11 binden fazla kişi yaşamını yitirdi.
*
İngiltere Başbakanı Boris Johnson da, baştan koronavirüs belasını ciddiye almadı.
Hatta ülke nüfusunun yüzde 60’ına virüsün bulaşması yoluyla toplumsal bağışıklık kazanılacağı gibi çılgın bir strateji izledi.
Uzmanların, “Bu yöntem yanlış” uyarılarına kulak asmadı.
Her türlü etkinliklere eskisi gibi devam edildi.
Ama ülkede ölü sayısının artması üzerine mart ayı sonlarına doğru sokağa çıkma yasağı uyguladı.
Okullar, yuvalar, gece kulüpleri, sinemalar, tiyatrolar, barlar kapatıldı.
Ve koronavirüs Başbakan Johnson’ı da buldu.

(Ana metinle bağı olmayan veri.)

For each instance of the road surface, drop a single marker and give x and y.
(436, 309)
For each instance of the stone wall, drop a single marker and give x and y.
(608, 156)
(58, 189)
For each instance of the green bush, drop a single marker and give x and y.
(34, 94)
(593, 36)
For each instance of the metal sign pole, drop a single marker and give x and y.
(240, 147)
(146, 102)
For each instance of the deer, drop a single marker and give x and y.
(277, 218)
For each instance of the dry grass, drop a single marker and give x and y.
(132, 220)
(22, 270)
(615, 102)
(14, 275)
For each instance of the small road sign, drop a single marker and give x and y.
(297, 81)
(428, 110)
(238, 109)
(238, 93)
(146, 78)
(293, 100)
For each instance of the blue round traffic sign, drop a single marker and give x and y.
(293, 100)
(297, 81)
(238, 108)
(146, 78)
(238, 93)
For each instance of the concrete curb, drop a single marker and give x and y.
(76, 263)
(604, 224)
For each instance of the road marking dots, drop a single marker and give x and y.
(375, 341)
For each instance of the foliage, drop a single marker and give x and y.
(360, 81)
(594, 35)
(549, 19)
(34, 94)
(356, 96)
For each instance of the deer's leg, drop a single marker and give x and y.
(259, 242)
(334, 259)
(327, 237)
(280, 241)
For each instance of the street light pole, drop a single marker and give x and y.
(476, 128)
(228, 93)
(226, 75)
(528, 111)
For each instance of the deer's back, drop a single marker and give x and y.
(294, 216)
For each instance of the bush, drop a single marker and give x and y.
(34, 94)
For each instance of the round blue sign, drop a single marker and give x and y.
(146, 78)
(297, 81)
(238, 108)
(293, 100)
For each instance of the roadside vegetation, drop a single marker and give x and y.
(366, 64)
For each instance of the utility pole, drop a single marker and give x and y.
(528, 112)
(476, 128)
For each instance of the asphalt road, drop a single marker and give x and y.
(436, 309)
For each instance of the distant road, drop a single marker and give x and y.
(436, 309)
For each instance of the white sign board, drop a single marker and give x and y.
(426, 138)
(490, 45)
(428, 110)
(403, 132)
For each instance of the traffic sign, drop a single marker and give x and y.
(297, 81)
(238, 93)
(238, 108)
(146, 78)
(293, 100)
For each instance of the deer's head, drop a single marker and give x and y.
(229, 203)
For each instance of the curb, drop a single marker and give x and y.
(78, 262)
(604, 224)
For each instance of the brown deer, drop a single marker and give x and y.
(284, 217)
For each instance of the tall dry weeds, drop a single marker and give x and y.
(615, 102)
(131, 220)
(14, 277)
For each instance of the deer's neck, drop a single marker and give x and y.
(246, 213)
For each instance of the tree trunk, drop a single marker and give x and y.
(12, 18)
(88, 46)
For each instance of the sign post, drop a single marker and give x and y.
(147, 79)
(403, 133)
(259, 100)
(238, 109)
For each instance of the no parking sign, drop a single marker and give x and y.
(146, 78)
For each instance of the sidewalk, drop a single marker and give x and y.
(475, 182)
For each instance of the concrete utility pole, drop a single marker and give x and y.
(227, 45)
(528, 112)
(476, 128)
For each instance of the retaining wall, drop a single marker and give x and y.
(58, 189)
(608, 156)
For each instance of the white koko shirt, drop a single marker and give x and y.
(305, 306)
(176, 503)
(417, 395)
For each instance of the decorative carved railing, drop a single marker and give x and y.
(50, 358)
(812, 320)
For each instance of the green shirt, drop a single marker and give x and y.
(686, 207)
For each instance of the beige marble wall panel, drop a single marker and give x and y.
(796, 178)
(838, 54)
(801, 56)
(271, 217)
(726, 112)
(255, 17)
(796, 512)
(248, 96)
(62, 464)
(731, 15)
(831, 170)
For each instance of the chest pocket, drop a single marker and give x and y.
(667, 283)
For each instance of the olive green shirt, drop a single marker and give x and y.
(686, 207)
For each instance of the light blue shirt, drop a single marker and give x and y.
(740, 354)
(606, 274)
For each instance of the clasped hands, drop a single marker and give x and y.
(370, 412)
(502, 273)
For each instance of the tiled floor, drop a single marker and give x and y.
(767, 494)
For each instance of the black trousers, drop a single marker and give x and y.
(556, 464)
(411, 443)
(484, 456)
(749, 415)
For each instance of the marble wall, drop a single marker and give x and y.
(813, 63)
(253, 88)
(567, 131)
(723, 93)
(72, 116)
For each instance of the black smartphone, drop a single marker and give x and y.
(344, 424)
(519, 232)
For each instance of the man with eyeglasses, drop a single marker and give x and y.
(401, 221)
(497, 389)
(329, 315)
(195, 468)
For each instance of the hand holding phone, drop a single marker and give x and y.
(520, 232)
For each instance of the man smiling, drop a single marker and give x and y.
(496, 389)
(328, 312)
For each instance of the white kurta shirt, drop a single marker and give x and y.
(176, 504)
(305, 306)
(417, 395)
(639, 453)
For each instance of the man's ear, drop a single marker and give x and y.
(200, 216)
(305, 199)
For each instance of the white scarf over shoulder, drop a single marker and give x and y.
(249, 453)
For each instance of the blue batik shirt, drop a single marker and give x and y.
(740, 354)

Birkaç gün evinde karantinaya çekildiği halde, fenalaşınca hastaneye kaldırılıp yoğun bakıma bile kaldırıldı.
*
İsveç’te de öyle.
Danimarka, Norveç ve Finlandiya gibi İskandinav ülkeleri okulları ve üniversiteleri tatil ederken, çocuk yuvalarını, barları, lokantaları, gece kulüplerini, kahvehaneleri, yüzme havuzlarını kapatırken, toplu yürüyüşleri ve buluşmaları yasaklarken, İsveç’te yaşam eskisi gibi devam etti.
Ancak İsveç Başbakanı
Stefan Löfven’in bu yanlış stratejisi koronavirüs kurbanlarının sayısının artmasına yol açtı.
7 bin 500’e yakın kişi Kovid-19’a yakalandı.
500’den fazla kişi de yaşamını yitirdi.
Koronavirüs belasının gidici olmadığını nihayet anlayan Başbakan Löfven ve İsveç hükümeti uyanmaya başladı.
Alışveriş merkezlerinin, gece kulüplerinin, spor salonlarının, hatta havaalanlarının kapatılmasının haftaya parlamentoda görüşülmesi kararlaştırıldı.
İtalya, İspanya, Fransa, Belçika, Avusturya başta olmak üzere birçok ülke haftalar önce sokağa çıkma yasağı uygularken, Almanya gibi bazı ülkeler lokantaları, kafeleri, barları, spor salonlarını, yuvaları, okulları, üniversiteleri kapatıp, sokağa çıkmayı büyük ölçüde sınırlarken, İsveç’in bu vurdumduymazlığını anlamak mümkün değildir.
Tarihe karışan Sovyet Sosyalist Cumhuriyetler Birliği’nin (SSCB) reformist lideri Mihail Gorbaçov, yaklaşık bir yıl sonra tarihe karışan eski Doğu Almanya olarak bilinen Demokratik Almanya Cumhuriyeti (DDR) Devlet Başkanı Erich Honecker’e, 6 Ekim 1989’da başkent Doğu Berlin’e yaptığı resmi ziyareti sırasında, ‘özgürlük gösterileriyle’ ilgili olarak, “Çok geç geleni yaşam cezalandırır” uyarısında bulunmuştu.
Nitekim 12 gün sonra Honecker koltuğundan oldu ve 9 Kasım 1989’da da ‘utanç duvarları’ çöktü.
İşte ABD, İngiltere ve İsveç’in koronavirüs belasına yaklaşımlarına da üzülerek, “Geç kalanı yaşam cezalandırır” diyebiliyoruz.